Constant Delta Option Price Relative To Time

Discussion in 'Options' started by draft730, Mar 24, 2014.

  1. If you're dealing with those kind of wings, its probably best to eschew explicitly calcing the theta decay (unless you're capturing the daily steepening of the skew) - you'll probably finding your model telling you it quickly becomes worthless, while in reality it'll keep a bid. I'd say to just look at the current weeklies that have the same time to maturity that you're interested in. Ie, if you're selling the 1m 5d put, and want to know its value in 1 week, look at where the 3 week 5d put is pricing. As with everything, its imperfect, but probably the simplest, most robust means.
     
    #11     Mar 24, 2014
  2. draft730

    draft730

    I have to come back to , essentially, the same issue looking at it from a more theoretical perspective. What is hard for me to understand is why the price of a same delta option varies with time. Why does the price of a 0,05 delta 1 month to expitarion have to be different than a 0,05 delta 1 week to expiration? I guess that time value is already incorporated in the value of the delta, so I would expect that same deltas mean same prices. Also delta shows, though not completely accurately, the possibility of the option expiring ITM. So, does it make sense to have equal deltas but different corresponding prices? Off course it does, but there is something I am missing here...
     
    #12     Apr 28, 2014
  3. SIUYA

    SIUYA

    because one has more time until expiration.
    You might note, that to get the same delta AND price from a 1 month and a 1 week till expiry (same underlying) you either have to have massive volatility differences or a strike difference. (maybe a dividend but lets not go there)
    The alternative could be that you have an ATM in different expiry dates, with the same delta, different implied vols and similar prices.....but then the gamma will be radically different.
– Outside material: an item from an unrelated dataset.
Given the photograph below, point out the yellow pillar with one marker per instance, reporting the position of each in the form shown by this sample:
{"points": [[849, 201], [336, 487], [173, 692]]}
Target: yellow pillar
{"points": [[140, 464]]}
    Time value is incorporated into the price, the delta is a derivative of the price and how it moves.
    delta is about the change in prices.....its not really representative of the actual prices. Your 2nd sentence is wrong.


    yes - it makes perfect sense - you clearly are not understanding what delta is or have some unique situation.
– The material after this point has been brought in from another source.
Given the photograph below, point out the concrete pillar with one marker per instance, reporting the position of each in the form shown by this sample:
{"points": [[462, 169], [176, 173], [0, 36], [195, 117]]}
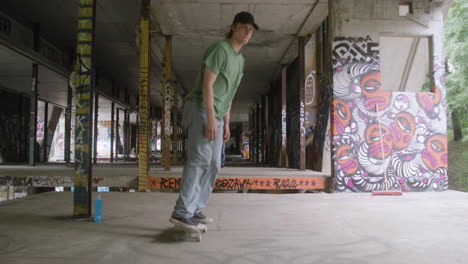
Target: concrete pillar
{"points": [[145, 93], [125, 136], [283, 154], [301, 47], [95, 130], [33, 118], [257, 134], [117, 134], [46, 124], [67, 142], [84, 108], [111, 155], [264, 128], [175, 125], [167, 94]]}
    Can you show an example of where you have the same delta options, same type (put or call), different expires and the same price?
    Using way OTM options will be similar in price as they are all relatively small in price, but its unlikely to have the same deltas.
     
    #13     Apr 28, 2014
  4. Doobs789

    Doobs789

    You are referring to DdeltaDtime, or "Charm", or "Delta-Bleed."

    [​IMG]

    [​IMG]
     
    #14     Apr 28, 2014
  5. draft730

    draft730

    Yes... This is exactly the issue. There is a 'time decay' in delta and that reflects into the price. It is totally a mathematical issue. I just cannot grasp the whole idea from a theoretical standpoint...
     
    #15     Apr 28, 2014
  6. SIUYA

    SIUYA

    in laymans terms from a theoretical reasoning why - delta will increase to 1, or decrease to 0 over time based on weather or not it is ITM, OTM. Everything else being kept equal.

    This is simply because they have less optionality over time.....hence they either behave more like the underlying when ITM, or if OTM naturally the delta has less effect as they lose the optionality.

    (well picked up by Doobs789 as I read multiple different questions being asked.)
     
    #16     Apr 28, 2014
  7. draft730

    draft730

    I 'll give an example so that I make sure we are on the same page here.
    - 1920 May s&p Call, delta 0,08 , price 1.50
    - 1960 May s&p Call, delta 0,08 , price 2.50

    So, there is a $1 premium holding the 0,08 Delta June call relative to the May call.
     
    #17     Apr 28, 2014
  8. SIUYA

    SIUYA

    I am assuming your 2nd option there is meant to be June???? (otherwise it makes no sense)
    So its a 1960 June call?

    If so - then things are not equal - you have different strikes. This seems perfectly normal.

    Is your question - despite being different strikes, and despite being different expiries, given they have the same deltas, why dont they have the same price?
     
    #18     Apr 28, 2014
  9. draft730

    draft730

    Yes it is June...

    And yes.. The question is this exactly. I would expect same deltas to have equal prices, but they haven't. I am trying to figure out why
     
    #19     Apr 28, 2014
  10. newwurldmn

    newwurldmn

    Delta is not the "probability" of being in the money. And being in the money isn't the only criteria to think about with the option. You also need to think about how deep in the money you can be.

    Today, right now, both have the same sensitivity to a small change in spot. But over time and spot ranges, their sensitivities (gamma, gamma of gamma, etc.) will differ.

    The June option should be worth more because there is more time and hence a wider distribution of possible in the money scenarios.